The United States of Arugula (40 page)

The well-to-do son of a General Electric executive, McCarty fell in
love with French food and culture while spending his junior year of high school living with a family in Brittany. “They were a large Catholic family with a beach house and a little château that was nine hundred years old, but they had no money,” he says. “The count, the head of the family, had polio and was in really bad shape, and he made his money repairing TVs and radios. It was really madcap. But the way they kept their château was that they had six farmers who were sharecroppers. And when it came to events, which they had all the time, they knew how to party. It was a continuation of my parents’ life, the joy of people getting together, having a great time. So I thought that I wanted to run an operation that could provide that.”

Audaciously for a boarding-school product (he attended the Hill School in Pottstown, Pennsylvania), McCarty dropped out of college after just nine months and made his way back to France, devising his own curriculum for becoming a restaurant owner, which took the form of a whistlestop tour of Paris’s hospitality schools. In short order, he attended L’École Hôtelière de Paris, L’Académie du Vin, and the Cordon Bleu. “I lived in Paris during the first half of the seventies, which was a very timely thing, because that was right in the middle of the nouvelle cuisine revolution,” he says. “Right in front of your eyes, you could see the French changing their years of reliance on Escoffier. I knew both Troisgros brothers, Bocuse, Michel Guérard, and then the guys who were just a little older than I was, like Guy Savoy and Michel Rostaing.”

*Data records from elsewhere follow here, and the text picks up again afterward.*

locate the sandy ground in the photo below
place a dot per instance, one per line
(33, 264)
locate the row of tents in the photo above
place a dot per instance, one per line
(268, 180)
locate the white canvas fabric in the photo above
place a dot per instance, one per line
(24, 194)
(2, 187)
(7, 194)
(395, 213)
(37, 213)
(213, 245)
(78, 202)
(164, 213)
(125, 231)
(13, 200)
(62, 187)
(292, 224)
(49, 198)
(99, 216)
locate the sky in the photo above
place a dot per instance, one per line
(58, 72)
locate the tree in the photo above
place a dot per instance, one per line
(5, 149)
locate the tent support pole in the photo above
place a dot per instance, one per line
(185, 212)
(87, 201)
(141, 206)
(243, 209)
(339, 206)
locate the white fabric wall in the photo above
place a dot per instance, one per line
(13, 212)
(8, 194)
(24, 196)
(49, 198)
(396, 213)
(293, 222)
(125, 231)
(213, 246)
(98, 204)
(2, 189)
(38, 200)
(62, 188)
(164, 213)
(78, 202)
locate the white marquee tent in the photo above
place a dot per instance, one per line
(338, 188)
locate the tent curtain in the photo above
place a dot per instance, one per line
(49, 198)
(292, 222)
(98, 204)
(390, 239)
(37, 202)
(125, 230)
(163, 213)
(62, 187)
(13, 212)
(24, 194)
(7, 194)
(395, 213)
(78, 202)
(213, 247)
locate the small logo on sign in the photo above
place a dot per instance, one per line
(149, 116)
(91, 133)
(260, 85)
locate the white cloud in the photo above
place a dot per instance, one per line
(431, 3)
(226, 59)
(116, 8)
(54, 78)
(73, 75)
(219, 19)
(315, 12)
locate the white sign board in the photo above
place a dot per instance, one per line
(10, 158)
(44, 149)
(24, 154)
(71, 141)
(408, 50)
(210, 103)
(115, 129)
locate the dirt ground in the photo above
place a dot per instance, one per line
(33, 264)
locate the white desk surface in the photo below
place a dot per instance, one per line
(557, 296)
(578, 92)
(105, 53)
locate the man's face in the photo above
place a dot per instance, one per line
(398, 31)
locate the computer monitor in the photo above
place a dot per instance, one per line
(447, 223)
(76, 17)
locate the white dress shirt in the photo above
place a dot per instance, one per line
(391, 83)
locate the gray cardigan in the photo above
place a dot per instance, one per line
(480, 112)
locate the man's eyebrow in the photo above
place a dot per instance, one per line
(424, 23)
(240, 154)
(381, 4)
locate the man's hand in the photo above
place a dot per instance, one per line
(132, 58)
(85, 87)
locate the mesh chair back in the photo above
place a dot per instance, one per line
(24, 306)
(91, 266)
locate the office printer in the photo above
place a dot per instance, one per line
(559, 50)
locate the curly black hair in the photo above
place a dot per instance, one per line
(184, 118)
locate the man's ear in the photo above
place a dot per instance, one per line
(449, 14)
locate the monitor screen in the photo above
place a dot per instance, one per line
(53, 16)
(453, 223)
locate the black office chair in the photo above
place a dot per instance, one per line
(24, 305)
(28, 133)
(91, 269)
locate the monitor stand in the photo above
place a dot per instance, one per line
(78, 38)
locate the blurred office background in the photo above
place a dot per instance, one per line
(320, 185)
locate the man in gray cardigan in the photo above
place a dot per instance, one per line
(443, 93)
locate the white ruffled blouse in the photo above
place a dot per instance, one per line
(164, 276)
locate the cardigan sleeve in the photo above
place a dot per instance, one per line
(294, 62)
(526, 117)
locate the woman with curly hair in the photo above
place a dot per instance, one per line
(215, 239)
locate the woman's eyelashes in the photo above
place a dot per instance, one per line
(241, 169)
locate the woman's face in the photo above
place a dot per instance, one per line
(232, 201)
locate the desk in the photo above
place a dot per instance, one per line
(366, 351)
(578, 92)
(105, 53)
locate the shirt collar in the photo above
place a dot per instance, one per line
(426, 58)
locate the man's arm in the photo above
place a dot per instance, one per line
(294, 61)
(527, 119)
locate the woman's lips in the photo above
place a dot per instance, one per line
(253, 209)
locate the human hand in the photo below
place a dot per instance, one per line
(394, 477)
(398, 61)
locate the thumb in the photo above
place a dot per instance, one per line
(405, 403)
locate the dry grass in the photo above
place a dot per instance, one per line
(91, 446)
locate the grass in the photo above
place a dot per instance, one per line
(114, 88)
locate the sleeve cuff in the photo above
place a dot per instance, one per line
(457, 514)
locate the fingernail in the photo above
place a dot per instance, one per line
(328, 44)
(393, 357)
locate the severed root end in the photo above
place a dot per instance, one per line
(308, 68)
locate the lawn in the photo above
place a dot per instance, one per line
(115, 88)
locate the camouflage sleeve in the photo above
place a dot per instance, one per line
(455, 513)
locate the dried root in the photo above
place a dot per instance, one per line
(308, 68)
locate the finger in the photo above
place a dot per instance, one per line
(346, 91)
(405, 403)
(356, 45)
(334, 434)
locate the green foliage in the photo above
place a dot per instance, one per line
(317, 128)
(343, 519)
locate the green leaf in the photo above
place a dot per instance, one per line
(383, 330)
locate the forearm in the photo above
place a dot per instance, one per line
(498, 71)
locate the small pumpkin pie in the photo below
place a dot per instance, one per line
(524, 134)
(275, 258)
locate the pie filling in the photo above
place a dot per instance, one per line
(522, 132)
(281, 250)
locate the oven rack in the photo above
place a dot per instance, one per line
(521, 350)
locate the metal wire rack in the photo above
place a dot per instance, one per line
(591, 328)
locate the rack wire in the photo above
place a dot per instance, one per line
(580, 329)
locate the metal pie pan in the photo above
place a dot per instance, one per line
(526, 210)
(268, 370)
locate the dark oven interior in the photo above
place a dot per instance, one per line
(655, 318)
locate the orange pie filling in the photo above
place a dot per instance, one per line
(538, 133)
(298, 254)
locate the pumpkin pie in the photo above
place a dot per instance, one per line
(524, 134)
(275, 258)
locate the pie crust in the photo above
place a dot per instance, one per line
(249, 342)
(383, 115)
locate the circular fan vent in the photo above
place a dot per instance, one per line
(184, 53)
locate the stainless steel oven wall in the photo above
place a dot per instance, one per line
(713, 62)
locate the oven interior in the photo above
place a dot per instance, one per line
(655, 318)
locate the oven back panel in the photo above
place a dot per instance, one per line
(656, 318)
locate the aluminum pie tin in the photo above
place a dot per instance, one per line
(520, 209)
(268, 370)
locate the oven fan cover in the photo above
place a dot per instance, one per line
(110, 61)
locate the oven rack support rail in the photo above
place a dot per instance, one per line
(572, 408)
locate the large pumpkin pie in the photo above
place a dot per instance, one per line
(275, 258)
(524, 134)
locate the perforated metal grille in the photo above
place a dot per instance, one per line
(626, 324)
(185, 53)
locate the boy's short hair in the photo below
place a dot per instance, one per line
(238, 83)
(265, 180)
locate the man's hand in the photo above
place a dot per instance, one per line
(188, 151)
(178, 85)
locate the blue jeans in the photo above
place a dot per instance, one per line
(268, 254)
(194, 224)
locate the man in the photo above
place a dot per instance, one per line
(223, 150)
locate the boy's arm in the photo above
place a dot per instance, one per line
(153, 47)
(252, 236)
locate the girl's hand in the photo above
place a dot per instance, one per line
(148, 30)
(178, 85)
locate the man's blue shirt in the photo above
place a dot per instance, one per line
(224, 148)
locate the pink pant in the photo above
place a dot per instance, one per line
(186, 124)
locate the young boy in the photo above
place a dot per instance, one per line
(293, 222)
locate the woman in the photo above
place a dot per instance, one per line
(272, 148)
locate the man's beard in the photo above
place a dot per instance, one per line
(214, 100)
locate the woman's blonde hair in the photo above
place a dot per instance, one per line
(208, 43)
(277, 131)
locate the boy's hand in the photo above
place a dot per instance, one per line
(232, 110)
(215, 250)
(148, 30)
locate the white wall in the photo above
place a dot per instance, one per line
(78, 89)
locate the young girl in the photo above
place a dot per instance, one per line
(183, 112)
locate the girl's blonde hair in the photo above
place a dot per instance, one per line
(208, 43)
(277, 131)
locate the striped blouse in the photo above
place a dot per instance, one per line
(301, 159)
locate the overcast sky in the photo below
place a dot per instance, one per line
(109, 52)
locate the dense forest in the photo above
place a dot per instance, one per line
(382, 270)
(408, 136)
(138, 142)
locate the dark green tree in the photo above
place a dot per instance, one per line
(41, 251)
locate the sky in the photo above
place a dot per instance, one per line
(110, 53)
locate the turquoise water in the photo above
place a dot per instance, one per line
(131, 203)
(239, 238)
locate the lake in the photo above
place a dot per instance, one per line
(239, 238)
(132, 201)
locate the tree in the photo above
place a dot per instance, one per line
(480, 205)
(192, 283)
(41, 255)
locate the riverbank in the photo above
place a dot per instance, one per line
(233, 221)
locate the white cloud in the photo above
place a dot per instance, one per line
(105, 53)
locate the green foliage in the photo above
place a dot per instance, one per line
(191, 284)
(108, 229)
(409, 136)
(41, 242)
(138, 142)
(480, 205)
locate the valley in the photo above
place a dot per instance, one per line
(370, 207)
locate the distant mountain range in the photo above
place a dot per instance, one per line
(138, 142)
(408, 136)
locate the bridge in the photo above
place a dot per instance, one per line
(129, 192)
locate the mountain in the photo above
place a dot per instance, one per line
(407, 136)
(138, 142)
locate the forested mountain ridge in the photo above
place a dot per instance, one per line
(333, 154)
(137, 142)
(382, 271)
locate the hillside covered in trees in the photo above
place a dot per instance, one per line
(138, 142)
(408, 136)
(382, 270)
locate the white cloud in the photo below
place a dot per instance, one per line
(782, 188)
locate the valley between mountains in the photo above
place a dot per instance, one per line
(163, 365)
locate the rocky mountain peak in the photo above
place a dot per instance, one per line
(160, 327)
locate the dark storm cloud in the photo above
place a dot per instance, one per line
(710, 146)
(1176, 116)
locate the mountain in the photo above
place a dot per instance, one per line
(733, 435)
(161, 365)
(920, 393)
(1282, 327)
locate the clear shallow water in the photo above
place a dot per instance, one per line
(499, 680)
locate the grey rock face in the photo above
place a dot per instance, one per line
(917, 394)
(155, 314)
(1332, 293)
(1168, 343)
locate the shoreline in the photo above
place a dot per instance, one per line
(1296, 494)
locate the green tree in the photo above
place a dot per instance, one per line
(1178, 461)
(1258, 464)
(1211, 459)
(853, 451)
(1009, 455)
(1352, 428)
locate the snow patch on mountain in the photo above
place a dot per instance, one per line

Upon his return, McCarty took a summer course at Cornell University’s hotel school—“which, if you were a graduate of a hotel school in Europe, was like a little Americanization refresher course,” he says. He spent a few years in Colorado before he followed his parents out to their new home in Malibu, where he lived while devising his plan for the ultimate French-informed American restaurant. It was during this period that he attached himself to Jean Bertranou, learning the L’Ermitage chef’s tricks and going into the duck-breeding business with him. McCarty also busied himself with trips back to Europe, where he performed such essential “research” as repeatedly visiting the eponymous restaurant of Frédy Girardet, a Swiss chef
and adjunct member of the nouvelle crew who had taken over his father’s modest bistro in a suburb of Lausanne and turned it into what many connoisseurs considered the best restaurant in the world.
*
“I’d go to Girardet for a whole week,” McCarty says. “I wouldn’t work in the kitchen, I’d eat. Lunch, dinner; lunch, dinner; lunch, dinner; lunch, dinner. And through that process, I learned the restaurant business.”

In 1978, McCarty fell in love with a thirties-era residential building on Third Street in Santa Monica, on the west side of Los Angeles, that happened to have a huge backyard—ideal for putting in a garden. Approaching bank after bank, he finally found a loan officer who happened to be a foodie and enjoyed McCarty’s spiels about cooking—“He said, ‘I got a piece of swordfish at home; tell me about that sauce?’ and I knew that I had him hooked”—and he was on his way.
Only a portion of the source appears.